Valencia Day in Spain Date in the current year: October 9, 2024

Valencia Day in Spain Valencia Day (Día de la Comunidad Valenciana) is the official holiday of the Valencian Community of Spain. It is celebrated on October 9 to commemorate the 1238 reconquest of Valencia from the Moors by King James I of Aragon.

The autonomous community of Valencia, officially named the Valencian Community, is located in the east of Spain. It is bordered by Aragon, Castilla—La Mancha, Catalonia and Murcia, and consists of three provinces: Alicante, Castellón and Valencia.

The borders of the Valencian Community are roughly the same as the borders of the Kingdom of Valencia, which was founded by King James of Aragon during the Reconquista. However, the history of the city of Valencia, which gave its name to the autonomous community and one of its provinces, began much earlier.

The city of Valentia was founded by the Romans in 138 BC. Before their arrival, the coastal region used to be populated by the Iberians, the Greeks, and the Carthaginians. The city was invaded by the Visigoths in 413 and by the Arabs in 711.

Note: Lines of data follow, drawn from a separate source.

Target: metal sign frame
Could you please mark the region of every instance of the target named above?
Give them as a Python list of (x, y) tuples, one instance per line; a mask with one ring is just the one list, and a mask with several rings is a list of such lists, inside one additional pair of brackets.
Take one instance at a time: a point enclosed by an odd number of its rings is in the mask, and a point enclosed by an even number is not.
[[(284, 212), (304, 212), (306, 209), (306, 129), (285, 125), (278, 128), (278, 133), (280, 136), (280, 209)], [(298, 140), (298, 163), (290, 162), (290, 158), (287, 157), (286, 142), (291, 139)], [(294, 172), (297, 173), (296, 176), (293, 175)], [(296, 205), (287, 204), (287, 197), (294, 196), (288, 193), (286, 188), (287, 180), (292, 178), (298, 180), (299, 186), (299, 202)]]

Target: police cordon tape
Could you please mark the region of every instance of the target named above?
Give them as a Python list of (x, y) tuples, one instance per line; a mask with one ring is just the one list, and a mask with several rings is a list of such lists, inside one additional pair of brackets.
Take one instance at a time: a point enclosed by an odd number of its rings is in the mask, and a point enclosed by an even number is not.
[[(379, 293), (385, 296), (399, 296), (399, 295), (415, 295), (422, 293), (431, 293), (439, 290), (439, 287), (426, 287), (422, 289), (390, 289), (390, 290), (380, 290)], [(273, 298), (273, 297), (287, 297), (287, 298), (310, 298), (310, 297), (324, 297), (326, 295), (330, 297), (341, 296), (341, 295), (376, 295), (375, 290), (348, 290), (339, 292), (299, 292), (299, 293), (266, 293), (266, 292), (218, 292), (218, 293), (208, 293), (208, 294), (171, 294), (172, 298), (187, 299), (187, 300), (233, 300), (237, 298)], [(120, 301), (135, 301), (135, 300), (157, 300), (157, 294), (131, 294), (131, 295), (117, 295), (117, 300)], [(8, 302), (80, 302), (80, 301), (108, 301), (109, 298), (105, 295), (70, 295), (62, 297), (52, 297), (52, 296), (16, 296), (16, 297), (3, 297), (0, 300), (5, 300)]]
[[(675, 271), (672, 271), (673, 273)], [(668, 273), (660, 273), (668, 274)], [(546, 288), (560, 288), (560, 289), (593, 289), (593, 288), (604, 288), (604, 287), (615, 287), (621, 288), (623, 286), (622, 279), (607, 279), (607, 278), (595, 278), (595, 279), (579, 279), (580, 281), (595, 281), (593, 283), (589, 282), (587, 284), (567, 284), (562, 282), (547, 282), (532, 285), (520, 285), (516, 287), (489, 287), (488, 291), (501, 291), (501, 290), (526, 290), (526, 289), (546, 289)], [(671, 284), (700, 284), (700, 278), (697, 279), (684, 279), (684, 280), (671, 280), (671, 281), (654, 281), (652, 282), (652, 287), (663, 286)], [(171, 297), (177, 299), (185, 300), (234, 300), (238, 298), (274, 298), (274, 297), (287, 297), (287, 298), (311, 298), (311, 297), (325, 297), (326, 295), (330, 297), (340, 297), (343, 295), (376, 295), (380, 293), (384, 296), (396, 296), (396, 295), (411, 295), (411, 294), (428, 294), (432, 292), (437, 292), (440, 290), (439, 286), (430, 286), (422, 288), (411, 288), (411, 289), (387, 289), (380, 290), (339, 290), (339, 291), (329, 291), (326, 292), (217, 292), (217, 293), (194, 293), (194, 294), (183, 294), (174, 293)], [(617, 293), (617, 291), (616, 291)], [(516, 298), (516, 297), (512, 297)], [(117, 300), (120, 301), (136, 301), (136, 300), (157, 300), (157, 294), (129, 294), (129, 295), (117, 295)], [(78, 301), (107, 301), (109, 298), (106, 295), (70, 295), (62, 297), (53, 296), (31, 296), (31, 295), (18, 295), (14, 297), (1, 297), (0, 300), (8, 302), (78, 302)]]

The territory of what is now Valencia was included into the Emirate of Cordoba, later transformed into the Caliphate of Cordoba. After the fall of the caliphate, it was divided into two independent taifas, the Taifa of Valencia and the Taifa of Denia, along with a number of smaller taifas, which were short-lived.

In 1229, King Jaime I of Aragon launched a campaign to reconquer territories in the Iberian peninsular and the Mediterranean from the Arabs. He started with the Balearic Islands, conquering Majorca in 1229, Menorca in 1232, and Ibiza in 1235. After that, his army proceeded to conquer Valencia. Following a siege that lasted for several months, the city fell to Christian troops on October 9, 1238.

Jaime I founded the Kingdom of Valencia as an independent country within the Crown of Aragon. Following the dynastic union of Aragon with Castile, the Kingdom of Valencia became part of Spain. In 1707, king Philip V of Spain ended the Kingdom of Valencia as a legal and political entity because the local population had supported his opponent during the War of the Spanish Succession.

For the next two and a half centuries, Valencia was a province of Spain. It received partial autonomy in 1977 as a result of the collapse of Franco’s regime. Valencia’s Statute of Autonomy came into force in 1982. Although many autonomous communities celebrate the anniversary of the Statute of Autonomy as their official holiday, Valencia chose to celebrate the anniversary its reconquest by King Jaime I as Valencia Day instead.

The celebration of Valencia Day begins late at night on October 8 with a spectacular fireworks display. Events on October 9 include a colorful procession in the provincial capital, which incorporates a flower-laying ceremony at the statue of King James I, a Moors and Christians festival, street parties, and other festivities throughout the community.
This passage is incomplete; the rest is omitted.